I have heard good things about these yaks. If I had the extra money I would buy one and mount a trolling motor to it and take it to the gulf or the bay. http://www.basspro.com/Ascend-FS128T-SitOnTop-Angler-Kayak-Desert-Storm/product/12102505321115/


----------



## Neo

Here ya go.

http://http://pensacola.craigslist.org/spo/4195035811.html


http://http://mobile.craigslist.org/spo/4148899941.html

I don't know if they are still around but it's worth a try.


----------



## grgrobards

New, they are a little more but I use the Malibu Stealth 14. Very stable and lots of storage. I am 6'4" and 62 years old. Been out in some pretty rough water and never felt like I might flip. I can stand and throw a cast net, although it took me a while to build the courage. Check out specs and reviews. It's a great boat.


----------



## EllijayFalconsFan

I love the ocean kayak trident 13 and Wilderness System Ride 135. Both can be found around $800 and probably less if used.


----------



## redleg155

http://www.paddleva.com/APP01406-Wi...013-Closeout?gclid=CMeEytuX4LwCFahj7AodlyAArQ

I just bought a 2013 ride 115 at $750..$798 shipped.


----------



## HOKIES2012

OK Scrambler.

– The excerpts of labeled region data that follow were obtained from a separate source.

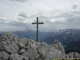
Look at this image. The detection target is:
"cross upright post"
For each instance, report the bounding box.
[32,17,43,42]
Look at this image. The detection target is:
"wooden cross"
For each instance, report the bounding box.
[32,17,43,42]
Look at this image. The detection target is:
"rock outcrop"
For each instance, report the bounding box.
[0,33,80,60]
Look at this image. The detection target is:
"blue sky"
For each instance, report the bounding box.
[0,0,80,31]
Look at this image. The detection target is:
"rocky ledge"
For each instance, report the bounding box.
[0,32,80,60]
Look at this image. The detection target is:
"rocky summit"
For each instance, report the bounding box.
[0,32,80,60]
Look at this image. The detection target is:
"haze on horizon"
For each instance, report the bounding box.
[0,0,80,31]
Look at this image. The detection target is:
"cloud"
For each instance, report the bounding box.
[72,4,79,9]
[10,0,27,2]
[18,12,31,18]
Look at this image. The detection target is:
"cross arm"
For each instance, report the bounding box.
[32,23,37,24]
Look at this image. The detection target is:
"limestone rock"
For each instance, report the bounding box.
[67,52,80,58]
[4,42,19,54]
[0,33,80,60]
[0,51,9,60]
[53,40,65,54]
[19,38,27,48]
[10,53,22,60]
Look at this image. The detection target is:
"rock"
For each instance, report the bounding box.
[37,42,51,59]
[4,42,19,54]
[0,32,19,45]
[10,53,22,60]
[19,38,27,48]
[19,49,26,54]
[0,51,9,60]
[53,40,65,54]
[46,48,65,60]
[67,52,80,58]
[22,47,39,60]
[0,42,4,51]
[0,33,80,60]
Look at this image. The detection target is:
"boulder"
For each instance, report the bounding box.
[9,53,23,60]
[4,42,19,54]
[0,51,9,60]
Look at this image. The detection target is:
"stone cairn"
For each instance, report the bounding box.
[0,32,80,60]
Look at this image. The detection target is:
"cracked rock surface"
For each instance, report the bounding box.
[0,32,80,60]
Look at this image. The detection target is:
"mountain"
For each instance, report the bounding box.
[65,35,80,53]
[42,29,80,44]
[0,29,80,52]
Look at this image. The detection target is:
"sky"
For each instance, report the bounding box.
[0,0,80,31]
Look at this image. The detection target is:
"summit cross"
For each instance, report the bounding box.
[32,17,43,42]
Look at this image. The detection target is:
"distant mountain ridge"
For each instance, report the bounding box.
[0,29,80,51]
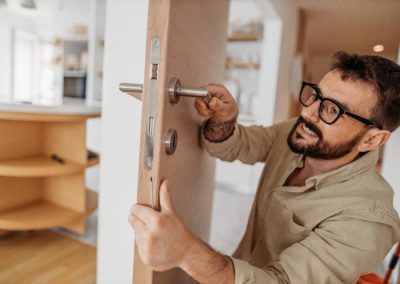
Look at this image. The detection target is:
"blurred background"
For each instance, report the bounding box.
[0,0,400,283]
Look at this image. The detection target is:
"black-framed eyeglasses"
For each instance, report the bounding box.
[299,81,381,128]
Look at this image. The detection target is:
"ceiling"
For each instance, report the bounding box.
[292,0,400,57]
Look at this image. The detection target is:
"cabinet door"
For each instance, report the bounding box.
[132,0,229,284]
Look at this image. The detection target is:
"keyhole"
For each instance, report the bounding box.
[164,129,178,155]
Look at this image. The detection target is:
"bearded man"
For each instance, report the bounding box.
[130,52,400,284]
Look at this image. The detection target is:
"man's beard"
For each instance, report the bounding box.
[287,116,364,160]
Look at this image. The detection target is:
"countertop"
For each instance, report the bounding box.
[0,98,101,115]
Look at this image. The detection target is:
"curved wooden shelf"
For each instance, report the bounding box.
[228,33,263,41]
[0,200,82,231]
[0,111,101,122]
[86,189,98,215]
[0,189,98,231]
[0,156,85,177]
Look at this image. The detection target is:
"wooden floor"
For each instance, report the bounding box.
[0,230,96,284]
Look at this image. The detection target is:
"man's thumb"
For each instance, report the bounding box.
[160,180,175,211]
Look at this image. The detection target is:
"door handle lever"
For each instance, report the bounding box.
[119,77,211,105]
[119,83,143,101]
[168,77,211,105]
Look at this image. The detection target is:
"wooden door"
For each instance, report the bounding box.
[132,0,229,284]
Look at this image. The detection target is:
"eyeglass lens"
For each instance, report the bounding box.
[300,85,341,123]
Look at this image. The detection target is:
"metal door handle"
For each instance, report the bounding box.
[119,83,143,101]
[119,77,211,104]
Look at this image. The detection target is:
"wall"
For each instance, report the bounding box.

New around 500.


----------



## PinaColonic

I just bought a used demo FeelFree Moken 10 Angler for $550..and although I have yet to actually use it,(this weekend will be the maiden voyage!) it has good front and rear storage and has a very cool rectangular hatch that flips open near your knees to store the gear you regularly access such as pliers, small lure box, etc. Its 35" wide which will provide good stability.
Some would argue 10 feet is a tad small but I actually prefer it because I can throw it into my 5ft bed in the truck and go. It also has the molded in front and rear handles which give me more peace of mind for putting a ratchet strap through...not to mention the "wheel in the keel"!....which apparently does nothing in sand haha.
Figured i would add my 2 cents!


----------